National Post (National Edition)
Tolerance versus respect
Re: A little respect, Letter to the editor, aug.28
Because the letter writer feels so passionately, it is a pity he under-appreciates the fundamental difference between the tolerance and respect.
“Tolerance” is a legal guarantee dating from at least the 17th century, which concerns the relationship of the state to the individual. Religious tolerance means that the state has no interest in an individual’s religious beliefs or practices. Tolerance is essentially a one-way relationship: it does not demand any particular action, so in that sense it is never frustrated. But because tolerance is a legal claim, if someone feels he has been wrongly denied tolerance, he can do something about it, viz. go to law.

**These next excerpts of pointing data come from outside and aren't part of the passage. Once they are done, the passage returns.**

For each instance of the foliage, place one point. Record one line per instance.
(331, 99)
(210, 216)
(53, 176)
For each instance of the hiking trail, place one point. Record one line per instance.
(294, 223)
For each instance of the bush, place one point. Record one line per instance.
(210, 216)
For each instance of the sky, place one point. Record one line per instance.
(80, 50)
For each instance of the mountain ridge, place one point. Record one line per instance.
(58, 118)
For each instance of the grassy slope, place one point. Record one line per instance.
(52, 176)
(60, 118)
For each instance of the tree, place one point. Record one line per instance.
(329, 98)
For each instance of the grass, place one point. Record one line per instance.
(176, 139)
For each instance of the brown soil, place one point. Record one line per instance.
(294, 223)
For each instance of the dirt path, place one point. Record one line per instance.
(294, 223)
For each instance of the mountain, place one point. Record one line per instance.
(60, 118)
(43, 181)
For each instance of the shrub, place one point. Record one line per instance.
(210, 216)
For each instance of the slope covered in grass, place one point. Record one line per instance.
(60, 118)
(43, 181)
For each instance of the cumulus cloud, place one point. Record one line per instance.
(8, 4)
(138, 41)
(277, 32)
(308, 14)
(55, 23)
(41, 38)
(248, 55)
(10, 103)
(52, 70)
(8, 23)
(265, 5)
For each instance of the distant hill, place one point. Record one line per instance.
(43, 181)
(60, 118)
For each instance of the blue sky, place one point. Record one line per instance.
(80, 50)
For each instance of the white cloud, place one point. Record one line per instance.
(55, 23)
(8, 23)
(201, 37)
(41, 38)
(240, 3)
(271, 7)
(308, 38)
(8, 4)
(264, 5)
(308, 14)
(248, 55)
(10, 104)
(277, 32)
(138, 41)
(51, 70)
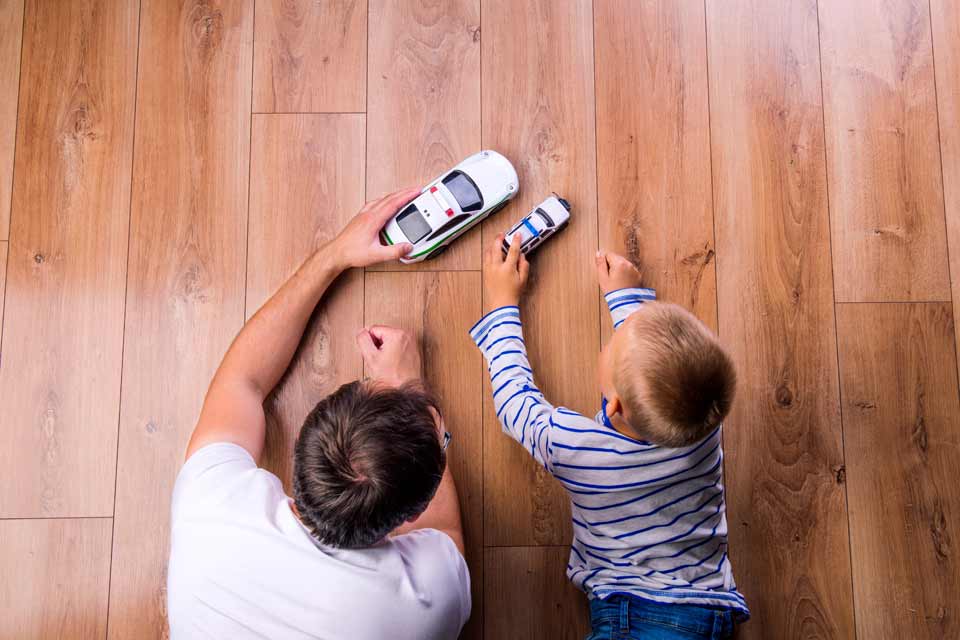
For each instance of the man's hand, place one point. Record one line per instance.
(504, 277)
(358, 244)
(616, 272)
(390, 355)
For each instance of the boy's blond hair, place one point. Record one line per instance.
(675, 380)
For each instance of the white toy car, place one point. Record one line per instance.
(453, 203)
(543, 221)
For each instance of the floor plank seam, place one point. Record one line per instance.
(123, 338)
(836, 337)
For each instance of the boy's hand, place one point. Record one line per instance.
(504, 277)
(390, 355)
(616, 272)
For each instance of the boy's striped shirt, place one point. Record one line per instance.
(647, 520)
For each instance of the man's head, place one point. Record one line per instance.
(368, 458)
(667, 375)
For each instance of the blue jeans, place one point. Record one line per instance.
(623, 617)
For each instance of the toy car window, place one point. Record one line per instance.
(413, 225)
(464, 190)
(450, 225)
(544, 216)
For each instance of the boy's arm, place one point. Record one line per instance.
(521, 408)
(623, 302)
(621, 283)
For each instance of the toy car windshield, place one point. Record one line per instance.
(413, 225)
(464, 190)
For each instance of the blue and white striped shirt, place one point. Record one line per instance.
(647, 520)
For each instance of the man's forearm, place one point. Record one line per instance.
(263, 349)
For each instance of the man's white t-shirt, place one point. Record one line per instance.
(243, 566)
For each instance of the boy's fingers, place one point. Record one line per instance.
(602, 266)
(513, 256)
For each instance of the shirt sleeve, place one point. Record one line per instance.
(521, 408)
(436, 559)
(209, 477)
(623, 302)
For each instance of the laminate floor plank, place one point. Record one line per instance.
(11, 32)
(440, 308)
(185, 299)
(423, 112)
(945, 22)
(901, 418)
(538, 109)
(883, 158)
(783, 439)
(528, 595)
(653, 148)
(63, 326)
(3, 288)
(57, 575)
(306, 176)
(310, 56)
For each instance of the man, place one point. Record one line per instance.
(371, 544)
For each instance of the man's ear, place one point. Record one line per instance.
(613, 405)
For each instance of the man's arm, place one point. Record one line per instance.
(262, 351)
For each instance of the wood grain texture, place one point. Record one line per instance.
(528, 595)
(186, 273)
(3, 289)
(63, 327)
(883, 160)
(306, 176)
(423, 112)
(784, 461)
(56, 578)
(538, 68)
(11, 30)
(901, 419)
(440, 308)
(945, 20)
(653, 148)
(310, 56)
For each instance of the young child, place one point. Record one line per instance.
(645, 476)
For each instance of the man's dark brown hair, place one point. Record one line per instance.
(368, 458)
(676, 382)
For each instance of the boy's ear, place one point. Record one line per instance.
(613, 405)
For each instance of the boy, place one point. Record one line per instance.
(645, 475)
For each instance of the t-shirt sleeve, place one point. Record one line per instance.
(209, 477)
(436, 558)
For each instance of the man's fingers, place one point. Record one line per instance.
(513, 256)
(365, 343)
(398, 251)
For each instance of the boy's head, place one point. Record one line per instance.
(368, 459)
(667, 375)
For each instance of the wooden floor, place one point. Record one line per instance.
(788, 170)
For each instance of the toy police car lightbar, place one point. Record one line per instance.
(452, 204)
(543, 221)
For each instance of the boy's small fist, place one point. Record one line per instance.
(504, 277)
(616, 272)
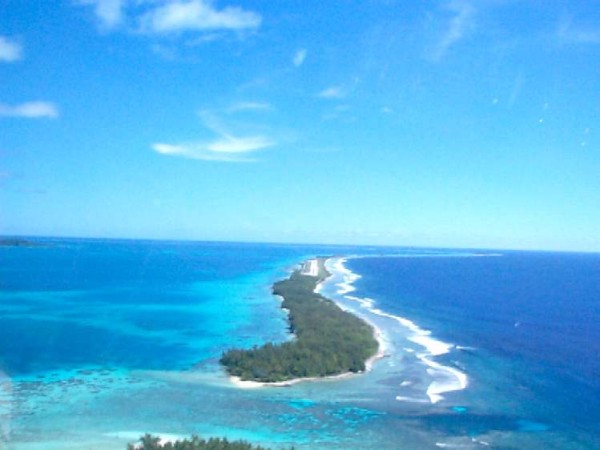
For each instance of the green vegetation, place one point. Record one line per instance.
(149, 442)
(328, 341)
(14, 242)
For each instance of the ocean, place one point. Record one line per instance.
(102, 341)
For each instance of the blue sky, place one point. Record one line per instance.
(430, 123)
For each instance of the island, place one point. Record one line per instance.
(327, 340)
(149, 442)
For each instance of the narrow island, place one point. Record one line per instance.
(328, 341)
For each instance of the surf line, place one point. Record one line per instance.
(445, 378)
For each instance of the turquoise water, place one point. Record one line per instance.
(102, 341)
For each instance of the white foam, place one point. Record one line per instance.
(445, 378)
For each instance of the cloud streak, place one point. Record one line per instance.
(333, 92)
(30, 110)
(197, 15)
(10, 51)
(171, 16)
(110, 13)
(457, 27)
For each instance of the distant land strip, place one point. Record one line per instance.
(328, 341)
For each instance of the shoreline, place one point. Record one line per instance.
(313, 268)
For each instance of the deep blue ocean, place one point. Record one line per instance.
(104, 340)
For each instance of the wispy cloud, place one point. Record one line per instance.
(30, 110)
(10, 51)
(572, 34)
(224, 147)
(299, 57)
(249, 106)
(110, 13)
(457, 27)
(197, 15)
(333, 92)
(171, 16)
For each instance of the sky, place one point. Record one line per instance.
(469, 124)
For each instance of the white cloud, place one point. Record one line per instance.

“Respect” is different, a non-legal two-way relationship with expectations. If respect is not reciprocated the whole social relationship fails. If the initiator expects reciprocation, and is disappointed, he now has a grievance he did not have before. The extension of tolerance or the claim of tolerance does not cause this bad effect.
Because respect is a social relationship, and usually mutual, nothing much can be done about its denial.
We may indeed hope that in an ideal society everyone ought to respect everyone else, but if that fails no one can go to law to demand respect.
Tolerance may indeed turn out to be better, as the 17th-century legislators agreed. D.J.C. Phillipson, Carlsbad Springs, Ont.